The logical stress-gene correlation layer has a single neural network structure. The weights of the logical stress-gene correlation layer are learned by minimizing the difference between observed biomarker gene vector, Xk, and predicted biomarker gene vector, \(X^{\prime }_{k}\).

Comparison of the predicted vector with the label vector

Cross-entropy is a widely-used objective function in logistic regression problem because of its robustness to outlier-including data [12]. Thus, we use cross-entropy as the objective function to measure the difference of observed biomarker gene vector, Xk, and predicted biomarker gene vector, \(X^{\prime }_{k}\), as below:

$$\begin{array}{*{20}l} loss_{W} = & - \sum\limits^{K}_{k=1} \left(X_{k} log (sigmoid(Y_{k}W)) \right.\\[-0.5em] &\left. \;\; + (1 - X_{k}) log (1-sigmoid(Y_{k}W)) \right) \end{array} $$

By minimizing the cross-entropy loss, logistic functions of the output prediction layer are learned to predict the true labels. Outputs of logistic functions can predict that a given gene responds to only one stress or to multiple stresses. Although it is natural for a gene to be involved in multiple stresses, we propose a new loss term because we aim to find a biomarker gene that is specific to a single stress. To control relationships between genes and stresses, we define a new group penalty loss. For each feature weight, the penalty is calculated based on how much stresses are involved. Given a gene n, a stress vector gn is defined as gn=[gn1,gn2,...,gnl] with l stresses and gnl=max(wl,2n,wl,2n+1). Then, the a group penalty is defined as \((\sum (g_{n}))^{2}\). Since we generate the output with a logistic function, gnl will have a value between 0 and 1. In other words, if gn is specific to a single stress, the group penalty will be 1. However, if the gene n reacts to multiple stresses, the penalty value will increase quickly. Using these characteristics, the group penalty loss is defined as below:

$$loss_{group} = \alpha \sum\limits^{N}_{n=1} \left(\sum\limits^{L}_{l=1} g_{nl}\right)^{2}$$

On the group penalty loss, hyper-parameter α regulates effects of group penalty terms. Too large α imposes excessive group penalties, so genes that respond to multiple stresses are linked only to a single stress. On the other hand, if the α value is too small, most genes respond to multiple stresses.
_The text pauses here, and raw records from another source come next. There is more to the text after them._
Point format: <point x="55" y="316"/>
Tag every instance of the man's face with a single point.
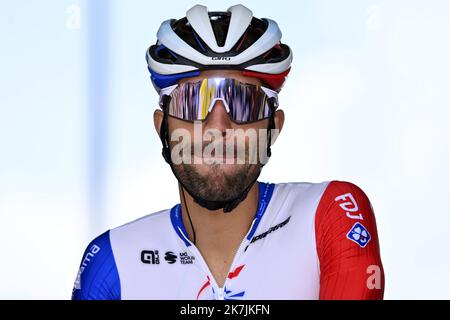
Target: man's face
<point x="209" y="173"/>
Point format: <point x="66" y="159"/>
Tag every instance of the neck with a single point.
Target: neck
<point x="216" y="228"/>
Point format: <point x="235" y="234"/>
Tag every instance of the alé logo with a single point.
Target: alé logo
<point x="170" y="257"/>
<point x="150" y="256"/>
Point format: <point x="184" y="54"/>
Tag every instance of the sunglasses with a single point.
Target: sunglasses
<point x="243" y="102"/>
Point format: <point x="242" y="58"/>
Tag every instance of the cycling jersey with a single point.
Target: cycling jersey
<point x="306" y="241"/>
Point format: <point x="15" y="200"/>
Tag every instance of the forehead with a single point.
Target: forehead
<point x="234" y="74"/>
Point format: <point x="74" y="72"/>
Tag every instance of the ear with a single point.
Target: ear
<point x="158" y="116"/>
<point x="279" y="122"/>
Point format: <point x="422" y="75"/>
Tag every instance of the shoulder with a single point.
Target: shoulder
<point x="146" y="229"/>
<point x="344" y="197"/>
<point x="98" y="276"/>
<point x="345" y="213"/>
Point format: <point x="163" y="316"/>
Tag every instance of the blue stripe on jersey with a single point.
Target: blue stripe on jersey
<point x="98" y="278"/>
<point x="265" y="191"/>
<point x="177" y="223"/>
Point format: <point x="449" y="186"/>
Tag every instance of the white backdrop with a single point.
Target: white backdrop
<point x="367" y="101"/>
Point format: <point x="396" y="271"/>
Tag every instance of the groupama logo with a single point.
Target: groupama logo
<point x="170" y="257"/>
<point x="359" y="235"/>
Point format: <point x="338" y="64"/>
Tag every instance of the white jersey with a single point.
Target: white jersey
<point x="153" y="258"/>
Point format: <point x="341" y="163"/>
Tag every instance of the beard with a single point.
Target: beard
<point x="216" y="184"/>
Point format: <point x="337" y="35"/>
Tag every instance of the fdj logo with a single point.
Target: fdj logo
<point x="359" y="234"/>
<point x="150" y="256"/>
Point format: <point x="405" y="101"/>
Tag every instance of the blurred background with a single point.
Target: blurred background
<point x="367" y="101"/>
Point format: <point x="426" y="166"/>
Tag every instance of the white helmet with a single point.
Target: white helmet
<point x="219" y="40"/>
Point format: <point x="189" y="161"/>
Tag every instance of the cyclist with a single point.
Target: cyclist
<point x="231" y="236"/>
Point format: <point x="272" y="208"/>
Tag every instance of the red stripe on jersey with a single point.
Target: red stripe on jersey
<point x="348" y="269"/>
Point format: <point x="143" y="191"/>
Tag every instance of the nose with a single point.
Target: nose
<point x="218" y="118"/>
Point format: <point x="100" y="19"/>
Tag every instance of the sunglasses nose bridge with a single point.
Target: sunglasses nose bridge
<point x="218" y="116"/>
<point x="214" y="102"/>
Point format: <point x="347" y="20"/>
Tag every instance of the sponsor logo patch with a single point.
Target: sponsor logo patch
<point x="359" y="234"/>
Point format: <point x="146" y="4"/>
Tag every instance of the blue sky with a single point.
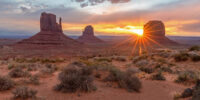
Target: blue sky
<point x="21" y="17"/>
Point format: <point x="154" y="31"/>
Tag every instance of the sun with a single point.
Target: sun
<point x="139" y="32"/>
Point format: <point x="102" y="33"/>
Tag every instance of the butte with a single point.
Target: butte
<point x="88" y="36"/>
<point x="50" y="35"/>
<point x="154" y="32"/>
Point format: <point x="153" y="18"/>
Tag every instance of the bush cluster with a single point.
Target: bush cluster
<point x="23" y="93"/>
<point x="74" y="79"/>
<point x="124" y="80"/>
<point x="5" y="83"/>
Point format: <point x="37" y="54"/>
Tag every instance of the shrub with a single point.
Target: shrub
<point x="10" y="66"/>
<point x="34" y="80"/>
<point x="194" y="48"/>
<point x="122" y="59"/>
<point x="18" y="72"/>
<point x="148" y="70"/>
<point x="136" y="59"/>
<point x="181" y="57"/>
<point x="166" y="69"/>
<point x="103" y="59"/>
<point x="141" y="63"/>
<point x="5" y="83"/>
<point x="195" y="58"/>
<point x="124" y="80"/>
<point x="49" y="69"/>
<point x="75" y="78"/>
<point x="23" y="93"/>
<point x="187" y="77"/>
<point x="158" y="76"/>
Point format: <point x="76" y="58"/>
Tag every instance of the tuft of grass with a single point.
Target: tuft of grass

To balance this trade-off, we use well-known stress-related genes to allow our model to predict the genes within the top 500 biomarker genes at each stress. Therefore, in our experiment, the α was set to 0.06, and the genes are introduced in “Ranks of biomarker genes and the group effect for gene selection” section.

Submodel 2: stress type prediction model

From biomarker gene discovery model, the relationships between stresses and genes are obtained by stress-gene correlation layer W. To build stress type prediction model from feature vectors, we utilize the transposed logical layer WT and define a probability model as below:

$$A_{k} = sigmoid \left(X_{k} W^{T}\right)$$
$$A_{kl} = sigmoid \left(\sum\limits^{N}_{i=1} x_{ki} w_{il} \right) $$

Matrix W is calculated from a training process of the biomarker gene discovery model. Ak means an activation value vector of stress types, and it shows very large deviations depending on the samples. Therefore, normalization is required and performed as below:

$$A^{norm}_{k} = \frac{A_{k}}{\sum\limits^{N}_{n}{x_{kn}}} $$

For the logistic filter, these normalized embedded features vectors encapsulate average weight stress-feature relationship values that reduce variances among the vectors with different samples. As another effect of the normalization, absolute average weights are considered rather than relative indicator like softmax. So, false positive rates of predicted stress labels can be reduced. Using the normalized weights \(A^{norm}_{k}\), logistic filter is defined to generate a probability as below:

$$g_{k}(A^{norm}_{k}) = \frac{1}{1+b_{l} \times exp(A^{norm}_{k}-a_{l})} $$

where a and b are general vector parameters of size L of logistic model g(x).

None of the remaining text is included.